Grid approximation

Sometimes easy concepts are made so easy you can get confused.

I’m reading a book titled Statistical Rethinking: a bayesian course with examples in R and Stan, written by Richard McElreath.

I really appreciate this book. I feel like the way that I was taught statistics in psychology really missed the mark. I like how the author in this book frames the differences between bayesian in frequentist statisticians, basically reducing them to their goals.

I’m having to read slowly–mostly because we have a newborn in the house and I’m very much sleep derived. But I also want to make sure that I understand what I’m reading and I think the author did a very good job of setting up the purpose of grid approximation, it’s just that for some reason I had a hard time understanding what the they were for.

It’s basically a way to start generating, what’s known in Bayesian inference, a prior.

But even that is mysterious. Let’s say you have some method for making predictions. This method takes several variables to work. If you know the values for these variables you can use your method and make your prediction.

Well, what if you don’t know all the variables? You’ll need to estimate one or several. And the prior is what begins this process.

After you’ve completed a Bayesian analysis, the output will be a distribution of values for that unknown variable. This distribution will give you some ability to quantify your belief in that value.

A Bayesian model is going to mechanically churn out a probability for the phenomenon but before it does that it needs a starting condition, and this is the prior.

The book offers a few ways to obtain a prior, and the author begins with grid_approximation.

In my own words, it’s like taking a prior probability but then spreading it across a range. This range is then fed into the Bayesian model.

In other words, if you think the prior is a 50/50 situation, that each outcome is equally likely, you can spread that assumption across a grid and let the model try on the range of scores.

The book has a thought experiment trying to estimate water coverage over a hypothetical globe. Let’s say the data is 6 w in 9 observations.

This set up fits nicely to a binomial distribution, but what are the parameters? Should Pr(water) =0.5?
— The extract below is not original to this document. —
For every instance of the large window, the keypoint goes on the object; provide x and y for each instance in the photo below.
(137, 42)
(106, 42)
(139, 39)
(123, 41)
Doing this you’d calculate a Bayesian posterior of

dbinom(6,9,.5)

[1] 0.1640625

But if you took that 0.5 and spread it across a range from 0 to 1, you’d get a distribution of scores, and with a distribution you have more options to study the effectiveness of your model.

Just spreading out that .5 belief into 5 different values from 0 to 1 we get this data.frame, where the first column represents a prior whole the second column is the posterior estimate for the prior:

p_grid posterior

[1,] 0.00 0.00000000

[2,] 0.25 0.02129338

[3,] 0.50 0.40378549

[4,] 0.75 0.57492114

[5,] 1.00 0.00000000

Dbinom(6,9,.75):

[1] 0.2335968

So, a better estimate.

Spreading the prior across 50 intervals gets you a distribution like this:

The posterior score in the y axis will continue to shrink as the x axis goes to infinity–this is a property of probability distributions. The probability of a function is basically the area under the curve and since a single point can not have area under it, just a line, it’s probability is zero. Of course we can take a range.

Anyway, trying to wrap my head around priors and their estimates. The distribution above, a posterior distribution, is simply a distribution of possible values for a variable in the model. This variable is called a parameter and it is what we are trying to estimate.